Discover how we're providing tools to improve access to health care.
We're helping people survive cardiac arrest with an innovative emergency response effort.
As a nationally ranked heart and vascular center, we're among a few places in the country leading the way in cardiac arrest care. We're testing new ways to treat the condition, and we're getting results. More people are leaving the hospital to return to their loved ones, their work, and their lives.
Our new approach is called an ECPR (Extra-Corporeal Cardiopulmonary Resuscitation) alert.
Today, when a cardiac arrest victim's heart stops, if they're not inside a hospital, the chance of survival is less than 10 percent. The new ECPR alert is changing that.
"For people who are in ventricular fibrillation or refractory ventricular tachycardia, which are irregular heart rhythms that don't sustain life and resist being shocked back to normal, this can be the difference between life and death," says Dr. Ernest Mazzaferri Jr., medical director of Ohio State's Richard M. Ross Heart Hospital. "Typically, if they were unresponsive to shock, the patient would die, simply because we didn't have any further options that might save them. Now, under the right conditions, we do."

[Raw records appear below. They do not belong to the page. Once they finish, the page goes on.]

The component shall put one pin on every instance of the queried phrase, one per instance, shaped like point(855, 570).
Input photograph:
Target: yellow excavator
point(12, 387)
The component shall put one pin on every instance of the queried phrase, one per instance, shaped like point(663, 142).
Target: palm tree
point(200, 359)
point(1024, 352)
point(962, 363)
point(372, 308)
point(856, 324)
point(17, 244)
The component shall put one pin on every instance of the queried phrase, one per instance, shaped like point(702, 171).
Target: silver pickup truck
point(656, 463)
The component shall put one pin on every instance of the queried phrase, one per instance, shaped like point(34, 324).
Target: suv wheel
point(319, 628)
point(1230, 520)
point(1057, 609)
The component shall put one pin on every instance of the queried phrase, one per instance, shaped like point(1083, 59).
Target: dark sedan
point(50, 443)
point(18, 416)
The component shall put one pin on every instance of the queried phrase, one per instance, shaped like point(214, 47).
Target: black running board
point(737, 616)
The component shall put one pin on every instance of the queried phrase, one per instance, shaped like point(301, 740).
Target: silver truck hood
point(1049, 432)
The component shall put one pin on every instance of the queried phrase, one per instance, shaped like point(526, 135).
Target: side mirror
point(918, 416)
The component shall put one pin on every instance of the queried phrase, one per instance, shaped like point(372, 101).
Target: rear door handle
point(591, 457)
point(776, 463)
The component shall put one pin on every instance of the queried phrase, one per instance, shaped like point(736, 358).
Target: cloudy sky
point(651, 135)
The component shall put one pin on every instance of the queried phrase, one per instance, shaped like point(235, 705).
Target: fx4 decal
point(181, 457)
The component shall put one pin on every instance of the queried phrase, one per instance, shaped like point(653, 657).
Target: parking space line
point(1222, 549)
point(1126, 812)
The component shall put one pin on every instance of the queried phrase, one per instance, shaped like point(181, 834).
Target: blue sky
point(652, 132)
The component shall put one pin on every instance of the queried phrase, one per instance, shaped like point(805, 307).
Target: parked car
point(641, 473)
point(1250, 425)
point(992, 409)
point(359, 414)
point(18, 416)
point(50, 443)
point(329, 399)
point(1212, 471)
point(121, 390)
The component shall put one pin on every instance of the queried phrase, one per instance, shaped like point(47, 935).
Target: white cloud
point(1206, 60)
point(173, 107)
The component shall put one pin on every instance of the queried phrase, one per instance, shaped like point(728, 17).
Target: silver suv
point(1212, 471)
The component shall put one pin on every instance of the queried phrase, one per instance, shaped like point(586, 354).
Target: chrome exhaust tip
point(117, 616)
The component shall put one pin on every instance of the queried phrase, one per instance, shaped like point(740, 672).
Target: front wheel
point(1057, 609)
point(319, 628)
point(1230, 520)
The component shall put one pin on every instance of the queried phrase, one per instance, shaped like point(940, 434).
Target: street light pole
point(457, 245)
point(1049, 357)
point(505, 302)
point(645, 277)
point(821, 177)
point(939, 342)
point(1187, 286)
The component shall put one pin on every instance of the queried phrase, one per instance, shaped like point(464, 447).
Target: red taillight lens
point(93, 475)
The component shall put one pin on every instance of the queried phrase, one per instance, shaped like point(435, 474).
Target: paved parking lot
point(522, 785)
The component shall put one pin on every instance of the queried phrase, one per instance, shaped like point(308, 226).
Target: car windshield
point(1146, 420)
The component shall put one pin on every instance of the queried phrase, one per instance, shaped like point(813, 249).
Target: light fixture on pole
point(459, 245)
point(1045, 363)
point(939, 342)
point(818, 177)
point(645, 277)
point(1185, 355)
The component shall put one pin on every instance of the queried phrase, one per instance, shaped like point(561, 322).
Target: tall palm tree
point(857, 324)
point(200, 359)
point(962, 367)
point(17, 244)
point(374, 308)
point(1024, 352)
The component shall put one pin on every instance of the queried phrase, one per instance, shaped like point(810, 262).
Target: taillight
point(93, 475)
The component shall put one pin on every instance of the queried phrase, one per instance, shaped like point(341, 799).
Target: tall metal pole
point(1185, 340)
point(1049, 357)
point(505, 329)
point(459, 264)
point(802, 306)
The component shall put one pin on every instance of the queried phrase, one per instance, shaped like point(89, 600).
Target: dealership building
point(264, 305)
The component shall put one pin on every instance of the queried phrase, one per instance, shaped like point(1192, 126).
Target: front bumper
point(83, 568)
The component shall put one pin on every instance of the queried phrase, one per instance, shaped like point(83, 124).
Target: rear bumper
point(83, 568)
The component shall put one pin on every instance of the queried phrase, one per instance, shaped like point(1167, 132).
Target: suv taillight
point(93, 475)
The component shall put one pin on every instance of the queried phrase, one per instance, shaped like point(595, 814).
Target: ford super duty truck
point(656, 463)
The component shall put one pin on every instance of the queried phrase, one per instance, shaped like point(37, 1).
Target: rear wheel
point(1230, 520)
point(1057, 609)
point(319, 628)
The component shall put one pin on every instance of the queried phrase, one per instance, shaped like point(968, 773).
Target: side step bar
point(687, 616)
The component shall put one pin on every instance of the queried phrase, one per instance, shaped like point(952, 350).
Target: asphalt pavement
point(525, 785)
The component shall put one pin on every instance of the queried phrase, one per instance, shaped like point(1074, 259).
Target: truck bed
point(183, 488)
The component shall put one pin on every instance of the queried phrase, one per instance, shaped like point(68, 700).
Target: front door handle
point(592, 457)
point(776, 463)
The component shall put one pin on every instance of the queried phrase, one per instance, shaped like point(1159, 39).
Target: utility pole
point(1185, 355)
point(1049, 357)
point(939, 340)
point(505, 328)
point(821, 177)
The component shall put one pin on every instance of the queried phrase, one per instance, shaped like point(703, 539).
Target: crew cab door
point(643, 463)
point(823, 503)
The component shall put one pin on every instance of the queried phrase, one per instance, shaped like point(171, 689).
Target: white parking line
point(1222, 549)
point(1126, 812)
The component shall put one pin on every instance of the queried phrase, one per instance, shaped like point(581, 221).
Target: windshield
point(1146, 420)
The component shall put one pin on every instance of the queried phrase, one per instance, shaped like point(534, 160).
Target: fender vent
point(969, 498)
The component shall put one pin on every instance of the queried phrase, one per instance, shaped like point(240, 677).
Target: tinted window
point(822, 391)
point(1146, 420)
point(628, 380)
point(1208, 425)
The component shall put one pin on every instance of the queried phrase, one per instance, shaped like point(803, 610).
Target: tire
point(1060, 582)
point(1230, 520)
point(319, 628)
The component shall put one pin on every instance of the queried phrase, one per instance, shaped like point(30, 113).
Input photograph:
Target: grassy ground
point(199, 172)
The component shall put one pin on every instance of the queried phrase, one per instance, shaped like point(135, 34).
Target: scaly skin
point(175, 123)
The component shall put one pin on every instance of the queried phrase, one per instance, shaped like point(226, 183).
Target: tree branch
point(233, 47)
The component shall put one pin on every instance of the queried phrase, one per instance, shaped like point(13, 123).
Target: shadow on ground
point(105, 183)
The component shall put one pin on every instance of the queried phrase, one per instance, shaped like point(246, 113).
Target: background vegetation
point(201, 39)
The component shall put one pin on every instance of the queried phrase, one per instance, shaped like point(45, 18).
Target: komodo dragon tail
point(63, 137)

Our heart doctors work with Columbus Division of Fire on a carefully planned chain of events.
“Today, when a cardiac arrest victim’s heart stops, if they’re not inside a hospital, the chance of survival is less than 10 percent. The new ECPR (Extra-Corporeal Cardiopulmonary Resuscitation) alert is changing that.” Click to tweet this story
Here's how it works
- First responders follow their protocol for sudden cardiac arrest.
- If the deadly heart rhythm remains, they call an ECPR alert to Ohio State.
- Medics use a mechanical CPR device on the patient and head straight to the cardiac catheterization lab, where Ohio State's team is ready and waiting.
"Between the field and the cath lab, it's critical to have good CPR to keep blood and oxygen moving to the brain and essential organs," says Dr. Konstantinos Dean Boudoulas, director of interventional cardiology at Ohio State.
Doctors connect the patient to an external system that takes over for the heart and lungs. This seamless process from the field to the cath lab gives doctors a chance to fix what caused the cardiac arrest – a chance they didn't have before. "It's exciting, and very few programs are doing it," Boudoulas says.
Mark Bradford, 68, became the first ECPR alert patient in Columbus when he collapsed while on his morning walk. He woke up days later after treatment in the hospital.
"Without that protocol, I wouldn't be alive. I'm very fortunate that they were trained in it and used it," Bradford says.
Trailblazing results
So far, available data shows an increase in survival from under 10 percent to about 40 percent. We're still testing, but Ohio State doctors are already helping other hospitals launch their own ECPR alert programs. The benefits are far too important not to share.
Our hope is this treatment plan will eventually become widespread, allowing more people to survive cardiac arrest and get back to a meaningful life. A life they might never have had, but for this groundbreaking work.